Analisys of the repetitive DNA fraction in species of the caesalpinia group (Leguminosae) reveal high abudance of chromovirus retrotransposons

Abstract

The Caesalpinia group includes ~205 species and 24 genera with pantropical distribution, of which only three occur in northeastern Brazil: Cenostigma, Libidibia and Paubrasilia. These genera, placed in three different clades, are characterized by having a numerically stable karyotype 2n = 24 (16M + 8A) and are the only of the Caesalpinia group presenting large heterochromatic chromomycin A3 (CMA⁺) bands at proximal chromosome regions. In order to characterize the repetitive fraction of these Northeastern Caesalpinia genera, genomic DNA was extracted from C. microphyllum, L. ferrea and P. echinata and sequenced by Illumina technology (2 x 250 bp, paired-end read mode).

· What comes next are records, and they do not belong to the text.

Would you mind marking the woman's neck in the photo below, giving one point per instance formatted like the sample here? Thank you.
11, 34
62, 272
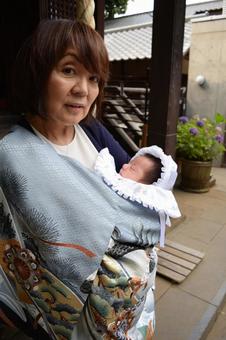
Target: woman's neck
55, 132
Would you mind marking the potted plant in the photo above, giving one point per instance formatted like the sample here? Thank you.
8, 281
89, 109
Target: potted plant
199, 141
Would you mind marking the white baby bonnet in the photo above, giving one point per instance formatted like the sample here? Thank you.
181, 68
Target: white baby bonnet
155, 196
169, 167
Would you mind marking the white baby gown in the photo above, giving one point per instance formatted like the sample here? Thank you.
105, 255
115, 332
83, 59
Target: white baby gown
157, 196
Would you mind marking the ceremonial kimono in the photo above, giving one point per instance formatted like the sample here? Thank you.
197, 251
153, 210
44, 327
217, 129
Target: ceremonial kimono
77, 261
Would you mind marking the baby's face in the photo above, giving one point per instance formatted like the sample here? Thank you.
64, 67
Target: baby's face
137, 169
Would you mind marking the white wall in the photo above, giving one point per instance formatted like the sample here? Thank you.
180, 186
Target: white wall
208, 58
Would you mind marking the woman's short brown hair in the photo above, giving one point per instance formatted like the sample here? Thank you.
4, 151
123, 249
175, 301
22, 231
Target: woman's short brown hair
43, 50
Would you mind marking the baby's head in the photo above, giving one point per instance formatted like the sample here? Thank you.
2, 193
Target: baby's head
145, 169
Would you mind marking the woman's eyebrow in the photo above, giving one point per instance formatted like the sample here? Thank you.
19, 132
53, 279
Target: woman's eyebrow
73, 55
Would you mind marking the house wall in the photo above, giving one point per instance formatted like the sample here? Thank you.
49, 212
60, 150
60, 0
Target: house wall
138, 70
207, 58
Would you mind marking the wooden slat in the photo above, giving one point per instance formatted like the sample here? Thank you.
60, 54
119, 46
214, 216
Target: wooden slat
182, 255
178, 269
170, 274
184, 249
176, 261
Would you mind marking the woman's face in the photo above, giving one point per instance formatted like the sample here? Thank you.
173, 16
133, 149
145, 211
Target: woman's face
71, 90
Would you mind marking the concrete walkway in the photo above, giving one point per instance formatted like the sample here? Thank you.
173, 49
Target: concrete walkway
189, 310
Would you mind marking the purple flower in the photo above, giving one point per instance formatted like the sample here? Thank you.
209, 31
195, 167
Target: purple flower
219, 138
218, 129
200, 123
193, 131
183, 119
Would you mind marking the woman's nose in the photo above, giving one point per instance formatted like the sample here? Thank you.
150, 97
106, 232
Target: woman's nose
125, 166
80, 87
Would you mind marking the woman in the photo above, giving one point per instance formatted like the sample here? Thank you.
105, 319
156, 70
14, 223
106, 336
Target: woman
77, 261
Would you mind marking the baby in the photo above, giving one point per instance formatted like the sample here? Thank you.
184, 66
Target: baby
144, 169
147, 179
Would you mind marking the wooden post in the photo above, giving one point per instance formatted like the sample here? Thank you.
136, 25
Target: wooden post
99, 16
166, 66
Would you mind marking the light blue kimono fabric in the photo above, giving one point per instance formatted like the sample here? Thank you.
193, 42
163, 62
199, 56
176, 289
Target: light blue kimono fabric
62, 213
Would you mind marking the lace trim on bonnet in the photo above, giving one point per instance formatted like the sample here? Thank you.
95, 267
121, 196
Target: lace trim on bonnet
155, 196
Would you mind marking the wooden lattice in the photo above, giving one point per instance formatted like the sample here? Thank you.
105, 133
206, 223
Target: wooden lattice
56, 9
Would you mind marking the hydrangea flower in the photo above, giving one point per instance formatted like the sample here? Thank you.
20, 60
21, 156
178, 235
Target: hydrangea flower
200, 138
183, 119
200, 123
219, 138
193, 131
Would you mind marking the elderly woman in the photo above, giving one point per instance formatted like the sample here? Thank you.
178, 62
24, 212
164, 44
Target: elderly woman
77, 261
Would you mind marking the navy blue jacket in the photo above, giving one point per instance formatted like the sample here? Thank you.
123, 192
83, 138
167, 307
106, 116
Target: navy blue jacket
101, 138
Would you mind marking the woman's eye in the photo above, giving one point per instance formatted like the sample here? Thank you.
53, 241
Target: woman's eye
94, 78
68, 71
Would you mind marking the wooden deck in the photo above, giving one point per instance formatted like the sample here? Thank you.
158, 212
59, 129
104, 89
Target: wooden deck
176, 261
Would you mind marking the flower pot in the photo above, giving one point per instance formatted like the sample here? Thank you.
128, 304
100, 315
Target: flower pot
195, 175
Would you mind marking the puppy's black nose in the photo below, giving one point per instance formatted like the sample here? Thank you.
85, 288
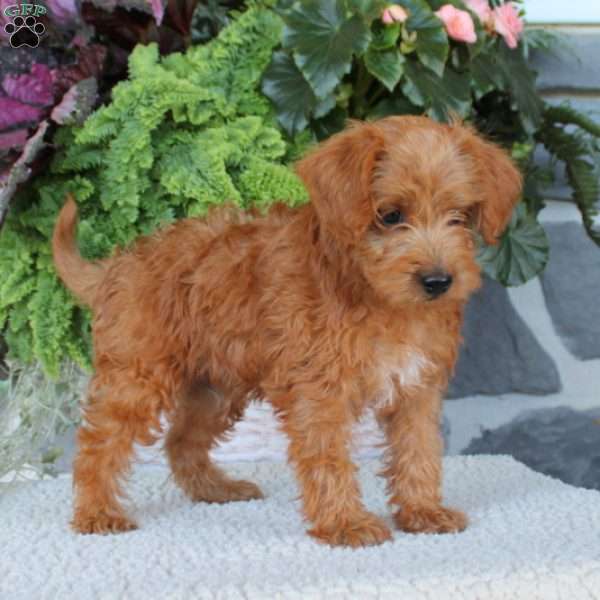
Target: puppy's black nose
436, 284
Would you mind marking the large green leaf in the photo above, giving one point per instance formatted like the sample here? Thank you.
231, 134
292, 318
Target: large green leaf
385, 36
439, 96
521, 253
324, 37
291, 94
432, 41
394, 105
386, 65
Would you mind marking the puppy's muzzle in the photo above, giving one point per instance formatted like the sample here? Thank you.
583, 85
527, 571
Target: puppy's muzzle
436, 284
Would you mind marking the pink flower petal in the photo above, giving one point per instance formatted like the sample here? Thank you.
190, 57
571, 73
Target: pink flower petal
458, 23
481, 8
394, 14
158, 10
508, 24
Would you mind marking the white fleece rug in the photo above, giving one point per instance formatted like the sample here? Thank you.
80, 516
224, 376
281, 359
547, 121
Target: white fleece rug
530, 537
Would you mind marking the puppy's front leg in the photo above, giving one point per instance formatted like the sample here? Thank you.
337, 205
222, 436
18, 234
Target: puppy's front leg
319, 432
413, 462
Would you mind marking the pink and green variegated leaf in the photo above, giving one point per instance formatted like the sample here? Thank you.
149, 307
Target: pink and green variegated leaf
77, 103
34, 87
13, 112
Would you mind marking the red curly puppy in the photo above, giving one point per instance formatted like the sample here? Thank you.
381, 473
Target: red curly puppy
353, 301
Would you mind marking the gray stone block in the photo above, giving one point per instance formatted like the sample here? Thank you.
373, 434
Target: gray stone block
574, 66
571, 284
500, 354
560, 442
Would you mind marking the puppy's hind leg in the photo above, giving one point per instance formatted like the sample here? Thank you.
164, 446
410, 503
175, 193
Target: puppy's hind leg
201, 418
118, 414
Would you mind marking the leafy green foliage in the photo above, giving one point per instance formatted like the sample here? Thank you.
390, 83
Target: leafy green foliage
432, 42
181, 135
324, 38
579, 150
521, 253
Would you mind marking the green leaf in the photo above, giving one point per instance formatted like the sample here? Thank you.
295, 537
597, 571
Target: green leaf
387, 66
331, 124
440, 96
324, 38
370, 9
396, 105
432, 41
385, 36
521, 253
291, 94
486, 75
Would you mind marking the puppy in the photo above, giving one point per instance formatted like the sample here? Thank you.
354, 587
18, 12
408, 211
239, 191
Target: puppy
353, 301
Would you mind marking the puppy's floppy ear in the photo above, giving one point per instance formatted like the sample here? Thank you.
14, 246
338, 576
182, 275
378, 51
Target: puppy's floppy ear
499, 183
338, 175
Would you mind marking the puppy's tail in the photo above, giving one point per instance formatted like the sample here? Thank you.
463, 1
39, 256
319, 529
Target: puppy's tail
79, 275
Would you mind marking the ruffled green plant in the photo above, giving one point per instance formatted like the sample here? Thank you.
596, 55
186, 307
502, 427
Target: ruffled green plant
182, 134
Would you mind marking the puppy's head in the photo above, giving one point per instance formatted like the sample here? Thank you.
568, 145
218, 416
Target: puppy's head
402, 197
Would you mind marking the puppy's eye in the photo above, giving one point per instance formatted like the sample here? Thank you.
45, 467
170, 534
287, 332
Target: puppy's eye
391, 218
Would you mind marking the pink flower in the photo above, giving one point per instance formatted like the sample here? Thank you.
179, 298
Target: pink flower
508, 24
394, 14
459, 24
481, 8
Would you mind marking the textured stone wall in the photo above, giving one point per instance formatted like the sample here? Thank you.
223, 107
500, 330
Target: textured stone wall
528, 379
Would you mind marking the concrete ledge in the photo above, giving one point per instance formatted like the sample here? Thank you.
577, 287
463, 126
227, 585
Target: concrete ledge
531, 537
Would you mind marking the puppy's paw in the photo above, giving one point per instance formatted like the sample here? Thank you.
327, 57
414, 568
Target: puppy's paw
227, 491
364, 530
101, 522
430, 519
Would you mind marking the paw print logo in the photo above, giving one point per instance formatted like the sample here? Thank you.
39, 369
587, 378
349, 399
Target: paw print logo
24, 32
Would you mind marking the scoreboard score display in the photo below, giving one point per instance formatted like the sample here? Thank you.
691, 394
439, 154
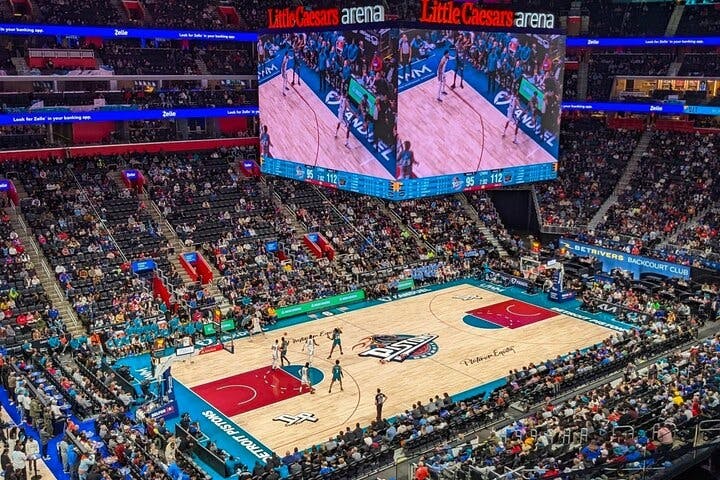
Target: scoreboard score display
400, 111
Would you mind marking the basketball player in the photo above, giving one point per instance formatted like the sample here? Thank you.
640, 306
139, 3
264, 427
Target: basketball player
337, 376
342, 120
261, 57
265, 143
380, 399
336, 341
406, 160
305, 378
461, 49
405, 54
511, 116
275, 354
441, 74
283, 351
298, 48
309, 348
365, 114
283, 71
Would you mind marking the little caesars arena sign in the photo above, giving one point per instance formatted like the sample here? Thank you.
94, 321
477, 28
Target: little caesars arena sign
327, 17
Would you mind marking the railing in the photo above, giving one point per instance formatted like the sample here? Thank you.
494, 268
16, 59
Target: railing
563, 230
345, 219
97, 214
707, 432
68, 311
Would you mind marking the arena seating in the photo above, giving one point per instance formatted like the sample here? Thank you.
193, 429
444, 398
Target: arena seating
593, 156
699, 20
703, 64
673, 185
25, 310
90, 235
604, 66
139, 98
126, 57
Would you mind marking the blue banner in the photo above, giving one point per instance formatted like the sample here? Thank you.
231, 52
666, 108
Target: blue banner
665, 108
140, 266
125, 115
575, 42
634, 264
122, 32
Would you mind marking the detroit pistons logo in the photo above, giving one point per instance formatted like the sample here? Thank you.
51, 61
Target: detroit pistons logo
397, 348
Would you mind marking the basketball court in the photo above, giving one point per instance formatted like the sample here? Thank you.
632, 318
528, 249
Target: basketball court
452, 340
473, 129
302, 128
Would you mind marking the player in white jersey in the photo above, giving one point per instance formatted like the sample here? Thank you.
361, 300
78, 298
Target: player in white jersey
283, 71
441, 74
309, 348
275, 355
512, 116
342, 120
261, 57
305, 377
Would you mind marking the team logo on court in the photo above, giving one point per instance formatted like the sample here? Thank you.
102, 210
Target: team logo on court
295, 419
397, 348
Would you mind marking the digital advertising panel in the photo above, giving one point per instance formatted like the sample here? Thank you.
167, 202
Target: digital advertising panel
468, 98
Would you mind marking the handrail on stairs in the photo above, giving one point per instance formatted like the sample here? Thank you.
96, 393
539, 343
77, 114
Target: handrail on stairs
50, 276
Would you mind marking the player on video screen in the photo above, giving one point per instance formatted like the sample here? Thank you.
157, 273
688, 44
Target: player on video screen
405, 54
283, 71
462, 45
342, 120
365, 114
265, 142
512, 116
441, 75
298, 49
261, 56
406, 160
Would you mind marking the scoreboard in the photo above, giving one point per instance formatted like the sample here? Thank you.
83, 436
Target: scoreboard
410, 188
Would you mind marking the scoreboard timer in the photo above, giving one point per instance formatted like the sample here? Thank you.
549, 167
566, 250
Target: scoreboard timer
409, 188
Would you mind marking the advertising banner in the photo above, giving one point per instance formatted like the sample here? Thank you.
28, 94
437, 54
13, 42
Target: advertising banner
111, 32
634, 264
406, 284
321, 304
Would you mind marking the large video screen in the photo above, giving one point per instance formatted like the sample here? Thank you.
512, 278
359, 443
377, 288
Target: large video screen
329, 99
408, 112
472, 101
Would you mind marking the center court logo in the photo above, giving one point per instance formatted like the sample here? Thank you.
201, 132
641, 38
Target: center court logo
398, 348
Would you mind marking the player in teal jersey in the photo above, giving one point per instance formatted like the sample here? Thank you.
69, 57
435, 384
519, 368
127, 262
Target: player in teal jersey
337, 376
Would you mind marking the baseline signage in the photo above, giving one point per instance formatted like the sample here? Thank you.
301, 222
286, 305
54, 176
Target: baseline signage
109, 32
635, 264
300, 17
471, 14
125, 115
323, 303
616, 310
506, 280
666, 108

Repetitive DNA was analyzed using the Galaxy/RepeatExplorer-Elixir platform, which groups sequences based on similarity, generating clusters for different repetitive DNA families. A genome coverage of 0.1× (1C = 616.14, 891.88 and 917.02 Mbp for P. echinata, C. microphyllum, and L. ferrea, respectively) was analyzed for each species, and only clusters with relative abundance of at least 0.01% of the genome were considered. The 298 clusters generated for P. echinata, the 260 clusters for C. microphyllum and the 272 clusters for L. ferrea constitute approximately 60%, 38% and 42% of each genome, respectively. The analyzes revealed only three high confidence satellite DNA families for C. microphyllum and two for L. ferrea, with low genome abundance each. All species presented a greater proportion of Ty3-Gypsy elements than Ty1-Copia, with the Chromovirus lineage being the most abundant. Phylogenetic analysis based on the Chromovirus reverse transcriptase domain suggests homology of the most abundant elements identified in each species. This suggests that these retroelements may be strong candidates to occur at pericentromeric CMA⁺ heterochromatic bands. Comparative chromosomal mapping of these repetitive elements is necessary to confirm the presence of Chromovirus at proximal regions and will help understanding how amplification/desamplification dynamics drives heterochromatic diversity in Caesalpinia.